I am studying MIPS instructions and this problem is confusing me a bit because the MIPS documentation seems to be saying something different from the answer provided. Here is the problem and answer:

What registers are referred to and/or changed in this instruction at location 0x5000?

0x5000 : 0x0140F809

answer:

Opcode=0x00, R type, Function=0x09 (jalr), Rs=10($t2)

jumps to address in $t2

puts 0x5004 in $ra

However, from the documentation, it says that in register 31 ($ra), it puts the PC + 4. So since the instruction is executing at address 0x5000, the PC should be 0x5004 right? So shouldn't the JALR instruction put 0x5004 + 4, or 0x5008, into the PC and not 0x5004?

To me it makes sense that it should jump back to 0x5004 since that is technically the next instruction after the jump, but the documentation explicitly says R[31] = PC + 4 so it is confusing me a little bit, which would be x5008. Thanks!

1
mips

1 Answers

2
votes

The thing you have to consider are branch delay slots.

First let's handle the case where they're off. This is the default for simulators like spim and mars. Things are simple:

5000: jalr $10                      # (1) $31 will have 5004
5004: nop                           # (2) this executed upon return

This is the way most architectures work.

But, mips has [the aforementioned] branch delay slots.

If the delays are enabled [in simulators] or real hardware, after every transfer of control instruction (e.g. branch, jump, jal, jalr) is a single instruction that follows in the delay slot that is unconditionally executed before the branch is actually taken [or not]:

5000: jalr $10                      # (1) $31 will have 5008
5004: nop                           # (2) this executed _before_ branch taken
5008: nop                           # (3) this executed upon return

So, the effective execution order is actually (2), (1), (3).

In the general case, you have a three step sequence:

5000: beqz $10,foobar               # (1) conditional branch to foobar
5004: nop                           # (2) executed _before_ branch taken
5008: nop                           # (3) executed _after_ if branch _not_ taken

Once again, the effective execution order will be (2), (1). Then, either the first instruction of foobar is executed [if the branch was taken] or the instruction at 5008 (3) will be executed if the branch is not taken.

Okay, you may be asking why?

In early MIPS chips, instructions were prefetched. For example, the instruction for cycle N+1 was prefetched [and possibly predecoded] in cycle N (a one cycle delay).

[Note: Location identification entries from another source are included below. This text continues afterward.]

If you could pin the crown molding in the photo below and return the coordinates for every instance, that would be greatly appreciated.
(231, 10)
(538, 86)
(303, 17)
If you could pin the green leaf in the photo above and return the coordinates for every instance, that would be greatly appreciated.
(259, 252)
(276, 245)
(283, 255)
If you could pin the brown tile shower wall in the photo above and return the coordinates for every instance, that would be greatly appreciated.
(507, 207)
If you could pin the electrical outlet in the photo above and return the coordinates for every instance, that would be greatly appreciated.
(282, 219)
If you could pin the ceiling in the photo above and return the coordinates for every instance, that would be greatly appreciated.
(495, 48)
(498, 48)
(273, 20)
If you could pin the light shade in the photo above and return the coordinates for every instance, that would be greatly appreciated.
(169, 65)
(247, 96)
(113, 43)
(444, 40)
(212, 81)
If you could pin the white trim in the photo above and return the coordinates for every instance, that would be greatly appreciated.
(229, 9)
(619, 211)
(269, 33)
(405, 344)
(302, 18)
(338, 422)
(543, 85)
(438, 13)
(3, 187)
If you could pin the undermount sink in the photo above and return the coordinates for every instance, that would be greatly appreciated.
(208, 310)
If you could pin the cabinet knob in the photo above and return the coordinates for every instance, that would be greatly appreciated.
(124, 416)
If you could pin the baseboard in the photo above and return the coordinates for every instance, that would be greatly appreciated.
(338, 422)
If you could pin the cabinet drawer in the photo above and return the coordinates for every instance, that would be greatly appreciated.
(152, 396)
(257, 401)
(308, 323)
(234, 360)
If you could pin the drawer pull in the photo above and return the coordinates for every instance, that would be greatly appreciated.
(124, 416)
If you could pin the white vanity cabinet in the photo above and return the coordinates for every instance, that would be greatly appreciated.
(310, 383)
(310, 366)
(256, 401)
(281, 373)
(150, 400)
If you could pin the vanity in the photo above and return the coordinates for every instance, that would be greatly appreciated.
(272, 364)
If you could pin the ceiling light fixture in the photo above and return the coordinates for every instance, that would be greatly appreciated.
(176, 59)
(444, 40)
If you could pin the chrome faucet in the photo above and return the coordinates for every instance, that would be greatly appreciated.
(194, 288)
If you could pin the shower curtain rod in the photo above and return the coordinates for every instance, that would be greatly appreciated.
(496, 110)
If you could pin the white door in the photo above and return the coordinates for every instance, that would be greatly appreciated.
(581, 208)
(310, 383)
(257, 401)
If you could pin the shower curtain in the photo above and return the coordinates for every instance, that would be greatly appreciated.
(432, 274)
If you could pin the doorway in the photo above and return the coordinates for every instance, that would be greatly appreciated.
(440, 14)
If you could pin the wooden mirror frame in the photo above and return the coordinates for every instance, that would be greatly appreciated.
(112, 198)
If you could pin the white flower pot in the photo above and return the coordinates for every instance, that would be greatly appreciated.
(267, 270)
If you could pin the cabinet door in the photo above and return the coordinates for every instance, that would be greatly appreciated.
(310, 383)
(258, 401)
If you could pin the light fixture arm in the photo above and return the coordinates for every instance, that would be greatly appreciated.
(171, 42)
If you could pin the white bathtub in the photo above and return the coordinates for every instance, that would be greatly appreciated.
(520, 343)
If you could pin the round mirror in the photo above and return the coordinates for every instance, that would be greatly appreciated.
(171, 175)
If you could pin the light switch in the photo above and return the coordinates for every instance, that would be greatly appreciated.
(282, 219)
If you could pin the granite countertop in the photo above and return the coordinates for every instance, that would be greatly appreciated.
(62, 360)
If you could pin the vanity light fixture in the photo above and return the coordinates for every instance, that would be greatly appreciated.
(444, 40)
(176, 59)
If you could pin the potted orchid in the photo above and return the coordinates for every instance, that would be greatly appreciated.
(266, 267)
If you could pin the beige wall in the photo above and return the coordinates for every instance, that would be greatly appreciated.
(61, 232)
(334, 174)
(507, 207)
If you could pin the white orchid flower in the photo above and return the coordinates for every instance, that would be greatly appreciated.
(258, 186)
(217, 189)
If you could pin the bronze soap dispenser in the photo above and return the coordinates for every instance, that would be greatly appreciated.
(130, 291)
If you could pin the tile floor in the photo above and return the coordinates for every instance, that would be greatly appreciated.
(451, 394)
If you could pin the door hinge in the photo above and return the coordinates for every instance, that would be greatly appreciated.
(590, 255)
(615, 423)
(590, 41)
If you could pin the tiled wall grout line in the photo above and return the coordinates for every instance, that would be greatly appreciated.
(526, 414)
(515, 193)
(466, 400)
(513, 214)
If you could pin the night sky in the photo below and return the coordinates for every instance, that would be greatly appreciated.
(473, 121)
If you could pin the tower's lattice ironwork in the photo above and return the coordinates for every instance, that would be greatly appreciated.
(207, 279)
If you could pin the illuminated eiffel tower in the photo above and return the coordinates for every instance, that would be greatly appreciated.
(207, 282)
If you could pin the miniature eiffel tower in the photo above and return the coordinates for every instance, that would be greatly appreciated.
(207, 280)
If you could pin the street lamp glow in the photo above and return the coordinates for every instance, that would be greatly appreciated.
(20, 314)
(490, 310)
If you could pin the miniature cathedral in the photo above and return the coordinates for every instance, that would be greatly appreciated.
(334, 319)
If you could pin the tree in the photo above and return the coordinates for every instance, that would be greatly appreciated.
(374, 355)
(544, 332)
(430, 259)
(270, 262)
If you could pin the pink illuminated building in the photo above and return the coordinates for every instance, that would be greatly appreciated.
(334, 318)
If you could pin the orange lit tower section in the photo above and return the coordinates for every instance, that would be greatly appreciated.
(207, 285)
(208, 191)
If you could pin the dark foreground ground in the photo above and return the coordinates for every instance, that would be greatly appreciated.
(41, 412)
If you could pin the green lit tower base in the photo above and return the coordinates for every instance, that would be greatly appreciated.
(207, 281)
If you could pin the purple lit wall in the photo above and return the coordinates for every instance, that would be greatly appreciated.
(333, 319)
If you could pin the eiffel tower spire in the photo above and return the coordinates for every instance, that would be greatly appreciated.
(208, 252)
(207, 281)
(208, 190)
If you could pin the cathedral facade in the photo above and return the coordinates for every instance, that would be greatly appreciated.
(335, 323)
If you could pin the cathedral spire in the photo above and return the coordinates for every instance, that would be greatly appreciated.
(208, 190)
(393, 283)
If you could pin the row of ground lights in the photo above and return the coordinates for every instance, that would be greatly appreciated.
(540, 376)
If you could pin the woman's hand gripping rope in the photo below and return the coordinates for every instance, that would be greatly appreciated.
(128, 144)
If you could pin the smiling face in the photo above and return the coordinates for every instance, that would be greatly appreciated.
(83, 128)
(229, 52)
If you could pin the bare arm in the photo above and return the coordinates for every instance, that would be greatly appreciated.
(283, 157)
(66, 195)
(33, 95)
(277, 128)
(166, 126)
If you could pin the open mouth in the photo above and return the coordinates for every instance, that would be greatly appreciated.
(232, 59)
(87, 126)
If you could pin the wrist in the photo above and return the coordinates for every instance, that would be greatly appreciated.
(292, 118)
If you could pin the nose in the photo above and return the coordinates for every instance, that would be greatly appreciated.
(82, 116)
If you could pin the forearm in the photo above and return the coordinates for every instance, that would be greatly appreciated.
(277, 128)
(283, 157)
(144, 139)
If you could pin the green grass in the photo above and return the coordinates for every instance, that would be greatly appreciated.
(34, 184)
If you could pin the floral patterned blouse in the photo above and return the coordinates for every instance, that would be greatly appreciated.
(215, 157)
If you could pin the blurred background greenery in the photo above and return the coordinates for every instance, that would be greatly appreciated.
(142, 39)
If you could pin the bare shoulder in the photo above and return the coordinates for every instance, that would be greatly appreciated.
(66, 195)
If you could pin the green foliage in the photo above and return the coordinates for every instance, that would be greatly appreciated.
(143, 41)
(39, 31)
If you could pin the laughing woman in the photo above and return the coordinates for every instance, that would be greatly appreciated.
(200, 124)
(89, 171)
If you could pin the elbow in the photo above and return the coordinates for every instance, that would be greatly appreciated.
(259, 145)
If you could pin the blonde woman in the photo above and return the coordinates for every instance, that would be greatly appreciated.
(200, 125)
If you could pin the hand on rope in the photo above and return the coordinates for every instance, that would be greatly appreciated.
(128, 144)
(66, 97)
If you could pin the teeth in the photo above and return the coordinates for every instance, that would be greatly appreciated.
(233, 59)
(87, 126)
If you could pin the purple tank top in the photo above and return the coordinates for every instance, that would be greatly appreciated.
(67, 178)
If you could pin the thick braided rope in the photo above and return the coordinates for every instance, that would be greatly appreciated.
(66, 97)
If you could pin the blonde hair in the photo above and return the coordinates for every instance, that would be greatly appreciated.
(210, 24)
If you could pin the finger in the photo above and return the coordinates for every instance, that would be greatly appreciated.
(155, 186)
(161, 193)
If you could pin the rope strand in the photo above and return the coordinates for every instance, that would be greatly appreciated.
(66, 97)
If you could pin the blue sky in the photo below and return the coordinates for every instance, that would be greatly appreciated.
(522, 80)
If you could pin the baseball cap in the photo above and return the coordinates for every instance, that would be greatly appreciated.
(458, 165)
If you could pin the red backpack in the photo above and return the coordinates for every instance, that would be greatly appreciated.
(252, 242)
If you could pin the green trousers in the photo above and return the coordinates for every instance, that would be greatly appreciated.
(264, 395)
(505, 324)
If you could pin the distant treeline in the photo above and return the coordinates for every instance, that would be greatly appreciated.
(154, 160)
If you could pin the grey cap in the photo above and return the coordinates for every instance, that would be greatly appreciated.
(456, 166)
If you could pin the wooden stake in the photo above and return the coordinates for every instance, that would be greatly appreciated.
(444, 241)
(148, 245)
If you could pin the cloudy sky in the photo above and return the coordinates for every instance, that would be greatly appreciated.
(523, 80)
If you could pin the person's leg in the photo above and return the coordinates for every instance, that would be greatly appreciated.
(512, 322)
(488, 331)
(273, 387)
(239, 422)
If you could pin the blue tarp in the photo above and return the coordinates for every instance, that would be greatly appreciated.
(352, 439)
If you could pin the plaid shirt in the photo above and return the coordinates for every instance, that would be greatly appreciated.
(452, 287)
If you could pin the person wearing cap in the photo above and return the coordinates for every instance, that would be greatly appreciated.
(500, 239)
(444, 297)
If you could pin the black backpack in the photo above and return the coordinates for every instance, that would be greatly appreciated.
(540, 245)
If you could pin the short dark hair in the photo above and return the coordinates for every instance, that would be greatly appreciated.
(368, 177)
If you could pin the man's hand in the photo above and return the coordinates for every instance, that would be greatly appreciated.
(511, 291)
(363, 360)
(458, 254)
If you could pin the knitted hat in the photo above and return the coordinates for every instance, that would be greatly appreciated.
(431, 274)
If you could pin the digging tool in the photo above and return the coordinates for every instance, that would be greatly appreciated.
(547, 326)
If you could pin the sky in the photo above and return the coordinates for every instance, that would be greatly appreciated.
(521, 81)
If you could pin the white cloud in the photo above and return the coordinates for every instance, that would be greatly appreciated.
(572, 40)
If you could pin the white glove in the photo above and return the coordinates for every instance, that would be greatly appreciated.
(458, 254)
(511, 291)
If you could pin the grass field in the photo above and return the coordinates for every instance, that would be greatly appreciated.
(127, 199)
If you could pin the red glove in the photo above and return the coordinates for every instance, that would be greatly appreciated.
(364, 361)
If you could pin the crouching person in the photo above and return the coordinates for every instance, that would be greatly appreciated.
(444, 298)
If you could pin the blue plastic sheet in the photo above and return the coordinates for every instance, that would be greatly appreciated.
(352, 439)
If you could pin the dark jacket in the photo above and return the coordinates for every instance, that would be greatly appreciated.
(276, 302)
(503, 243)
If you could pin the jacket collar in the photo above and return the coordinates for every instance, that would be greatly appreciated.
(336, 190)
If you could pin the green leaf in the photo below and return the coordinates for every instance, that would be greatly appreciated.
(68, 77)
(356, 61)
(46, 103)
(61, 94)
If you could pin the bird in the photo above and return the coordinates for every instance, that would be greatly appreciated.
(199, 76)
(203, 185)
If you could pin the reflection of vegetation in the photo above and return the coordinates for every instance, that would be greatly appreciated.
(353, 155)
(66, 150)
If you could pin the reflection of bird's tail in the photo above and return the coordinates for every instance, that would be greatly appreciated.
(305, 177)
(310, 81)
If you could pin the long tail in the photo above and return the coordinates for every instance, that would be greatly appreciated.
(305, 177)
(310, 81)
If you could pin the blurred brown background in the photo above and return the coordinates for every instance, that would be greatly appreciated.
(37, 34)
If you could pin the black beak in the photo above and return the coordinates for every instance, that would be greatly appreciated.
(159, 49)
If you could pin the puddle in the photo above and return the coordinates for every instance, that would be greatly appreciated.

So, on cycle N, the instruction execution unit is executing the instruction fetched in cycle N-1 (e.g. 5000), the instruction prefetch unit is fetching the next instruction (at 5004). They overlap with the one cycle delay. In cycle N+1, the execution unit is executing the prefetched instruction (at 5004) and the prefetch unit is prefetching the next instruction (at 5008).

This works great until a conditional transfer of control instruction is encountered.

Without the delay slot, the processor would have to stall, and the instruction after the branch that got prefetched on the same cycle as the branch was executed would be wasted. With the delay slot execution, you can usually populate the slot with something useful, so the prefetch needn't be wasted.

But, it does makes things a bit more complicated.